Sur les demandes annexes :
La SARL MENUISERIE ALUMINIUM PVC, partie perdante, sera condamnée aux dépens, qui ne comprendront pas les frais d’expertise amiable, d’huissier relatif au constat du 10 février 2021 et de Conseil, ces frais ne constituant pas des dépens tels qu’ils sont définis par l’article 695 du code de procédure civile mais relevant des frais exposés non compris dans les dépens prévus à l’article 700 du code de procédure civile.
Au titre de l’équité, il convient de condamner la SARL MENUISERIE ALUMINIUM PVC à payer à Madame [I] la somme de 2 000 euros sur le fondement de l’article 700 du code de procédure civile.
Au titre de l’équité, il y a lieu de débouter la SARL LR FERMETURES et Madame [C] [W] de leur demande sur le fondement de l’article 700 du code de procédure civile.
Aux termes de l’article 514 du code de procédure civile, l’exécution provisoire de droit sera ordonnée, celle-ci n’étant pas incompatible avec la nature de l’affaire.
PAR CES MOTIFS :
Le Tribunal,
ORDONNE la révocation de l’ordonnance de clôture et PRONONCE la clôture au jour des plaidoiries.
DÉBOUTE Madame [E] [I] de sa demande de voir « JUGER bien fondée la résiliation du contrat entre la SASU MAP et Madame [E] [I] ».

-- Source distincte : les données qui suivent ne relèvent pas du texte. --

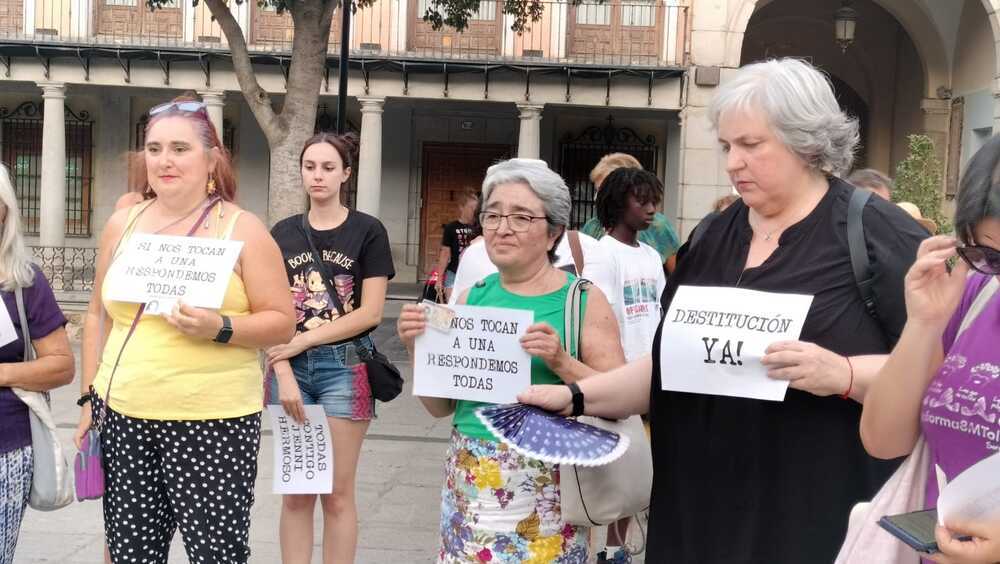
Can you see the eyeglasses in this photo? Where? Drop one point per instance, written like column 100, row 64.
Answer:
column 518, row 222
column 189, row 106
column 981, row 258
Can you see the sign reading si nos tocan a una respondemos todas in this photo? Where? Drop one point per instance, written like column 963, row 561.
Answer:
column 479, row 358
column 303, row 454
column 160, row 270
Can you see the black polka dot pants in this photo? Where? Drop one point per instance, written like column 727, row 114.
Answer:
column 195, row 475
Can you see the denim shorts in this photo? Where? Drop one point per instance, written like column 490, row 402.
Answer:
column 332, row 376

CONDAMNE la SARL MENUISERIE ALUMINIUM PVC à payer à Madame [E] [I] la somme de 759,49 euros en réparation des malfaçons concernant les poignées.
CONDAMNE la SARL MENUISERIE ALUMINIUM PVC à payer à Madame [E] [I] la somme de 8 641,58 euros en réparation des malfaçons concernant deux grandes baies vitrées.
CONDAMNE la SARL MENUISERIE ALUMINIUM PVC à payer à Madame [E] [I] la somme de 2 000 euros au titre de l’article 700 du code de procédure civile.
DÉBOUTE Madame [E] [I] du surplus de ses demandes.
DÉBOUTE la SARL MENUISERIE ALUMINIUM PVC de ses demandes de garantie et relevé indemne à l’encontre de la SARL LR FERMETURES et de Madame [U] [C] [W].
DÉBOUTE la SARL LR FERMETURES de sa demande au titre de l’article 700 du code de procédure civile.
DÉBOUTE Madame [U] [C] [W] de sa demande au titre de l’article 700 du code de procédure civile.
CONDAMNE la SARL MENUISERIE ALUMINIUM PVC aux dépens.
RAPPELLE que l’exécution provisoire est de droit et DIT n’y avoir lieu à l’écarter.
La présente décision est signée par Madame BOULNOIS, Vice-Président, le Président, et par Monsieur ROUCHEYROLLES, Greffier.